# Fear of other dogs



## kbaker (Dec 14, 2010)

I'll start off by telling the story of my dog. We rescued him from the animal shelter when was around 5-6 months old. He was slightly scared of everything for the first week but slowly warmed up to his surroundings. We brought him with us to a family visit to play with their lab and it didn't take long for him to warm up to the lab and play together. A couple of months later, I brought him with me to another visit and to let him play with the lab. Shortly after arriving, the dogs were out of sight running around when I heard the dogs barking. A neighbors pit bull came over and attacked my dog. It took all the strength I had to get the pit off of him and he took a couple of large chunks out of my dog. This was around the time of 8 months old.

Now, he's about 11 months and he is terribly afraid of larger dogs. My parents have two dachshunds and he's completely fine with them. It's only larger dogs. Today I took him to the dog park and it was a disaster. There were about 6 other dogs, all medium-large size dogs. They would come up to him and he would growl at them and not let them get close. The whole time with his tail tucked under his legs. I know he was only growling because he was scared, but we had to leave because the other people were not comfortable with him, thinking he would attack their dog.

What can I do to help him? I would love to be able take him to the dog park and let him play with the other dogs without being afraid.


----------



## luvMyBRT (Mar 8, 2010)

Poor fella. :frown: Sounds to me like he was lucky to find you. 
I think that the dog park is not the place for him right now. It seems that he is very easily overwhelmed....so having many new and strange dogs around him is not helping.

I would start off slow. Maybe you have a friend that has a large dog you could get together with? Start off maybe one on one....then when he's okay with that then try adding another new dog. Always make it very positive. Tons of praise and treats. Keep things fun. Try to end things on a positive note and don't push him. Maybe short increments of time together to start with and work up to longer. 

Just some of my thoughts.

I know that others with more experience will come along and offer some advice. Good luck. :smile:


----------



## Mia (Oct 4, 2010)

Wow! That is so sad. Maybe a trainer can help out? Or some sort of rehabilator?
Sorry to hear that. HUGS!!


----------



## Sophie45 (Jan 3, 2011)

My dog was seriously attacked at 13 weeks old, so I understand how traumatic that is. I'm sorry your pup had to go through that 

I definitely agree that a dog park might have been a bit overwhelming. I would try and do one-on-ones with other medium/large dogs in a neutral place, and I've heard that walking dogs on leash next to each other (but not interacting too much) is a great way for dogs to warm up to each other, and convince him the other dog won't attack. Obviously this is best with a dog that has good leash manners, not one that jumps and barks and gets all excited when it's near other dogs because sometimes their intentions (happiness and excitement) can be perceived as aggressive, and could make your dog even more nervous.

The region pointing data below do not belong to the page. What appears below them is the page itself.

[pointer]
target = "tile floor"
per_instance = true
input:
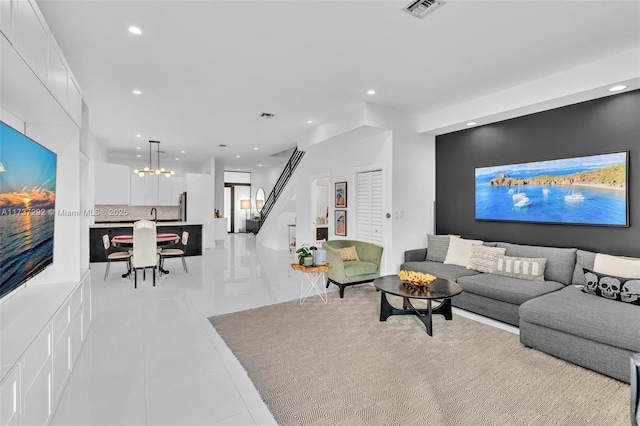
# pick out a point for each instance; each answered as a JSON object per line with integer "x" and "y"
{"x": 152, "y": 358}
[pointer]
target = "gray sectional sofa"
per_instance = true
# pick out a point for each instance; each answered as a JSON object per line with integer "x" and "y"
{"x": 554, "y": 315}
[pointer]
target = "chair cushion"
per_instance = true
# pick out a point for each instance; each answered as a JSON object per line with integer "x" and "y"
{"x": 172, "y": 252}
{"x": 506, "y": 289}
{"x": 118, "y": 255}
{"x": 358, "y": 267}
{"x": 348, "y": 253}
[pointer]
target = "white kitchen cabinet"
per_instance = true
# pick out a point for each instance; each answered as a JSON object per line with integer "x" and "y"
{"x": 151, "y": 190}
{"x": 32, "y": 385}
{"x": 10, "y": 402}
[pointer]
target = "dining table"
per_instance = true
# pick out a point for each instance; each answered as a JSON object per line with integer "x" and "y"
{"x": 161, "y": 240}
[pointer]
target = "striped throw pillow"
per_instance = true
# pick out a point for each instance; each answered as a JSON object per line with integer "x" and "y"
{"x": 524, "y": 268}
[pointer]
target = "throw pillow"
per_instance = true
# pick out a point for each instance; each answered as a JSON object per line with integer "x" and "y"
{"x": 524, "y": 268}
{"x": 459, "y": 251}
{"x": 625, "y": 290}
{"x": 348, "y": 253}
{"x": 485, "y": 259}
{"x": 616, "y": 265}
{"x": 437, "y": 246}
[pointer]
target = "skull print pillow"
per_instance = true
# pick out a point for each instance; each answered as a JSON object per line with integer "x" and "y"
{"x": 625, "y": 290}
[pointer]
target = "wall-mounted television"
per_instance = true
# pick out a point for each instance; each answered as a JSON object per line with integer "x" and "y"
{"x": 588, "y": 190}
{"x": 27, "y": 208}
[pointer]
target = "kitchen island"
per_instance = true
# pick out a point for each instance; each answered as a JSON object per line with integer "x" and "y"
{"x": 113, "y": 229}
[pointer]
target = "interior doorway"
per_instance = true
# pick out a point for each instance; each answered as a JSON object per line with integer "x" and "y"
{"x": 234, "y": 193}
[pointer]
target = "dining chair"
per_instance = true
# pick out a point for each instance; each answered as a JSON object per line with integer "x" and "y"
{"x": 112, "y": 254}
{"x": 145, "y": 254}
{"x": 176, "y": 251}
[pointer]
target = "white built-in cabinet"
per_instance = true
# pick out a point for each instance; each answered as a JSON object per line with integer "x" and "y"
{"x": 33, "y": 384}
{"x": 23, "y": 25}
{"x": 156, "y": 190}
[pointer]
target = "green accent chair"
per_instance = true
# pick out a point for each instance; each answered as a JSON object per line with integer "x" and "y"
{"x": 346, "y": 273}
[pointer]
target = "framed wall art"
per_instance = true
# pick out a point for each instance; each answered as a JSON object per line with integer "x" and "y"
{"x": 341, "y": 194}
{"x": 340, "y": 224}
{"x": 589, "y": 190}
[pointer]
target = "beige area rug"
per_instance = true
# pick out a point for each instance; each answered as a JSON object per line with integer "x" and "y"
{"x": 337, "y": 364}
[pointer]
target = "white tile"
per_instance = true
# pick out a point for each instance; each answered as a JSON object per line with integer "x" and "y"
{"x": 203, "y": 400}
{"x": 152, "y": 357}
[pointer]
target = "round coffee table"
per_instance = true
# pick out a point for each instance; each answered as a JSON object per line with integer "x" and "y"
{"x": 441, "y": 289}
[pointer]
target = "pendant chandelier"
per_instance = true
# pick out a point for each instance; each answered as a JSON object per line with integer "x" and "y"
{"x": 150, "y": 170}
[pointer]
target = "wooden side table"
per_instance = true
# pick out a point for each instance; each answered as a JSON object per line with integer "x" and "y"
{"x": 313, "y": 275}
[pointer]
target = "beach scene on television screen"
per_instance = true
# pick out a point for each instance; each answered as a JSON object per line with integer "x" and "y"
{"x": 27, "y": 208}
{"x": 581, "y": 190}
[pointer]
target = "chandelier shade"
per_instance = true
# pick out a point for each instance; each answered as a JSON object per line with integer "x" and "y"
{"x": 150, "y": 170}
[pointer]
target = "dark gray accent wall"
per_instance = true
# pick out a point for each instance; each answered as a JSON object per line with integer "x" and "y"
{"x": 610, "y": 124}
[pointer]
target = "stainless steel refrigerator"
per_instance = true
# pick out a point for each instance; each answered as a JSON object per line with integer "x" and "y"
{"x": 182, "y": 205}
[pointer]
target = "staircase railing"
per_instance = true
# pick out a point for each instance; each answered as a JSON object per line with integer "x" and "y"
{"x": 286, "y": 174}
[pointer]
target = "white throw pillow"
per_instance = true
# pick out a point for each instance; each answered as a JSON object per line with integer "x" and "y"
{"x": 485, "y": 259}
{"x": 459, "y": 252}
{"x": 615, "y": 265}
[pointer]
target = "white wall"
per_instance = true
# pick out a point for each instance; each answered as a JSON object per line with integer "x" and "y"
{"x": 200, "y": 205}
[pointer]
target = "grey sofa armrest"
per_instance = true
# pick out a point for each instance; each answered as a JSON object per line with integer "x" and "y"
{"x": 635, "y": 392}
{"x": 417, "y": 255}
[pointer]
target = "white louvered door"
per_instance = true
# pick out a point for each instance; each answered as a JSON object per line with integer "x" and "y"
{"x": 370, "y": 206}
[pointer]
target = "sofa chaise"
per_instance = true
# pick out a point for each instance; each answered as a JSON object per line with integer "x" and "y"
{"x": 553, "y": 313}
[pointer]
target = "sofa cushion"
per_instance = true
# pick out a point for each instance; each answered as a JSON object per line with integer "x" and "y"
{"x": 459, "y": 251}
{"x": 358, "y": 267}
{"x": 561, "y": 262}
{"x": 484, "y": 259}
{"x": 506, "y": 289}
{"x": 626, "y": 290}
{"x": 440, "y": 270}
{"x": 584, "y": 259}
{"x": 574, "y": 312}
{"x": 616, "y": 265}
{"x": 437, "y": 246}
{"x": 524, "y": 268}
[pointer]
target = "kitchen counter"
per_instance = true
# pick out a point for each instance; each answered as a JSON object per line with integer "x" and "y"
{"x": 129, "y": 224}
{"x": 96, "y": 249}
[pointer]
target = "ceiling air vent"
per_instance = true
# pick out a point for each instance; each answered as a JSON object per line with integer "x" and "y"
{"x": 420, "y": 8}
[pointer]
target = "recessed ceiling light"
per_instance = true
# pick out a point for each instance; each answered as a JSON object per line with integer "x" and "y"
{"x": 617, "y": 88}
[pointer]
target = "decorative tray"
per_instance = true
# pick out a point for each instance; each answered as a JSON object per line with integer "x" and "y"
{"x": 415, "y": 279}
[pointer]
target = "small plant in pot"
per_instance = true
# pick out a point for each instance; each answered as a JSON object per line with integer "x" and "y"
{"x": 305, "y": 256}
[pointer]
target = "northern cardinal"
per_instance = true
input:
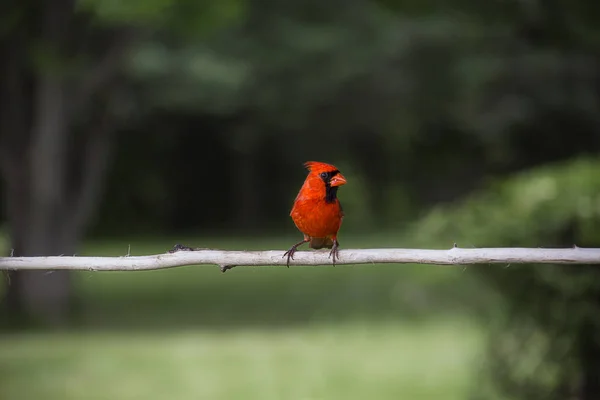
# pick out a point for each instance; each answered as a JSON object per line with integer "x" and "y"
{"x": 317, "y": 211}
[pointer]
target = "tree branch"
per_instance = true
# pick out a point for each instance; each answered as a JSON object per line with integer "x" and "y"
{"x": 229, "y": 259}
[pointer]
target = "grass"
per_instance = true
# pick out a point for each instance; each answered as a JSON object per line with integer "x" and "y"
{"x": 346, "y": 361}
{"x": 352, "y": 332}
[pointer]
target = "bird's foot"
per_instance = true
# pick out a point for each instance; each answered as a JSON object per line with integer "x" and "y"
{"x": 292, "y": 250}
{"x": 290, "y": 254}
{"x": 180, "y": 247}
{"x": 334, "y": 253}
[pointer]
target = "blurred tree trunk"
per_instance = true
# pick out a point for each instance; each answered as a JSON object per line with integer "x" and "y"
{"x": 53, "y": 149}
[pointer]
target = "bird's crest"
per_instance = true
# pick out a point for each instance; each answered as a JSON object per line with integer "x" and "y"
{"x": 318, "y": 167}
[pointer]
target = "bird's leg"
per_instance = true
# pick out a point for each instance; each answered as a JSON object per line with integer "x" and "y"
{"x": 292, "y": 250}
{"x": 334, "y": 251}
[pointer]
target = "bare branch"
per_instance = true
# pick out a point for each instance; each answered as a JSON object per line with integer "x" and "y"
{"x": 229, "y": 259}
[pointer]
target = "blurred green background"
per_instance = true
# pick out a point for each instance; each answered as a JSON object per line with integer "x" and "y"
{"x": 127, "y": 127}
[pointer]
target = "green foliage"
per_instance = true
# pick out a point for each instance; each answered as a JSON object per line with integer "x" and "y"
{"x": 531, "y": 209}
{"x": 543, "y": 345}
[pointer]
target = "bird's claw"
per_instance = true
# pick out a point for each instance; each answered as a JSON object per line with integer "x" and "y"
{"x": 290, "y": 254}
{"x": 334, "y": 253}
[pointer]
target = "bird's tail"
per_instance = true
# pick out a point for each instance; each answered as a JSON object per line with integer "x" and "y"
{"x": 319, "y": 243}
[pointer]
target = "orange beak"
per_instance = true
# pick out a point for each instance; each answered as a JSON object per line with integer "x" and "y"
{"x": 338, "y": 180}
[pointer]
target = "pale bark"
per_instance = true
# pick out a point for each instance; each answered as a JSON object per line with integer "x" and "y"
{"x": 229, "y": 259}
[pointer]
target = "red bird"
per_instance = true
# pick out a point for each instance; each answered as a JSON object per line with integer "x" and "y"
{"x": 317, "y": 212}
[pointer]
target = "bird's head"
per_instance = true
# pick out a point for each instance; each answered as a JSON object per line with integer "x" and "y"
{"x": 326, "y": 176}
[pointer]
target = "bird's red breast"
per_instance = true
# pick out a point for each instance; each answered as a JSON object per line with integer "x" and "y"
{"x": 317, "y": 211}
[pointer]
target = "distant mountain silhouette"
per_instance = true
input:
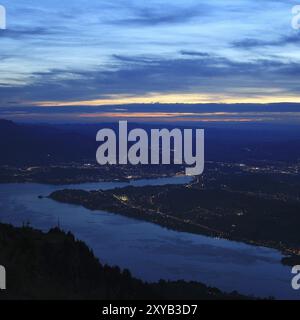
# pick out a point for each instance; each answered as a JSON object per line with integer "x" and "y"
{"x": 57, "y": 266}
{"x": 29, "y": 144}
{"x": 41, "y": 144}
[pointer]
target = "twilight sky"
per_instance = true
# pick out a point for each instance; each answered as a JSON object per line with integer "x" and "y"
{"x": 101, "y": 52}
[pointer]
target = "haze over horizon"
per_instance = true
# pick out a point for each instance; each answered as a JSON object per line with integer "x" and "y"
{"x": 143, "y": 53}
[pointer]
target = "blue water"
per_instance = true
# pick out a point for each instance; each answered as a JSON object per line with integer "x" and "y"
{"x": 150, "y": 251}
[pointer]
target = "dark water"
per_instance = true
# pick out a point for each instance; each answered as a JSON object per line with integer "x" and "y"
{"x": 150, "y": 251}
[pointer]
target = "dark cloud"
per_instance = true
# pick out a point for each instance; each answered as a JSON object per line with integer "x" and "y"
{"x": 194, "y": 53}
{"x": 256, "y": 43}
{"x": 25, "y": 32}
{"x": 144, "y": 75}
{"x": 151, "y": 17}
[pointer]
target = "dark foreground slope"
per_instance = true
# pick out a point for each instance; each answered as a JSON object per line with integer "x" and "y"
{"x": 57, "y": 266}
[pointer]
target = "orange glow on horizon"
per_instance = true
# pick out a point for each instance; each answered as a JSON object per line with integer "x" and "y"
{"x": 183, "y": 98}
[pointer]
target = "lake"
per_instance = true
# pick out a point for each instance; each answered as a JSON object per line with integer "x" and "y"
{"x": 149, "y": 251}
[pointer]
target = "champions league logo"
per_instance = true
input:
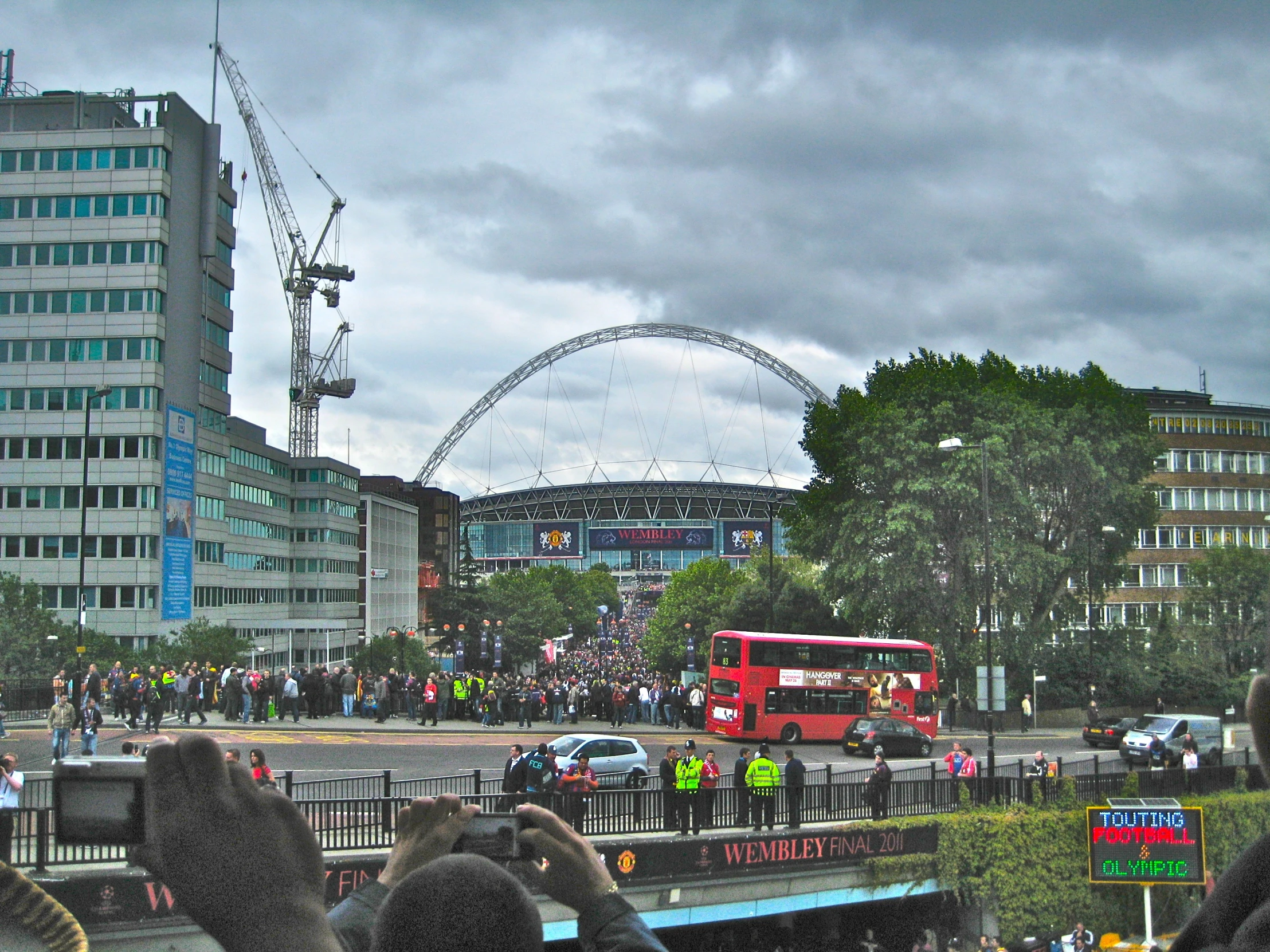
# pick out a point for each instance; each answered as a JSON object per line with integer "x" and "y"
{"x": 555, "y": 541}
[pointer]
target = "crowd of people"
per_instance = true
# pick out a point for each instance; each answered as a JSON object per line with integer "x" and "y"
{"x": 600, "y": 680}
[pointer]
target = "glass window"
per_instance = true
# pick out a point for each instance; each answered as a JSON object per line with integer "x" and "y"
{"x": 723, "y": 687}
{"x": 727, "y": 653}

Sometimes just being close to another dog might be stressful in the beginning after a trauma, much less interacting with them closely. Once he's warmed up to the other dog by going for a walk near him and begins to trust his intentions, then maybe let them do more face to face greetings. I'm sure after a while he will relax and become more comfortable around other dogs-but there is a possibility that an uncontrolled environment, such as a dog park, might not be the best option for your dog anymore...

Good luck!


----------



## kbaker (Dec 14, 2010)

Update

Gave the dog park a second chance today. Jake stayed close by with his tail tucked for about five minutes but eventually opened up when a shy lab/pit mix (Buddy) came up to sniff him. They warmed up to each other and ran around playing with each other for a while. They both gradually opened up to the rest of the dogs and it seemed like Jake and Buddy's fears both went away. The other dog's owner said his dog as never opened up so much to all the others.

So all in all, a pretty great day!


----------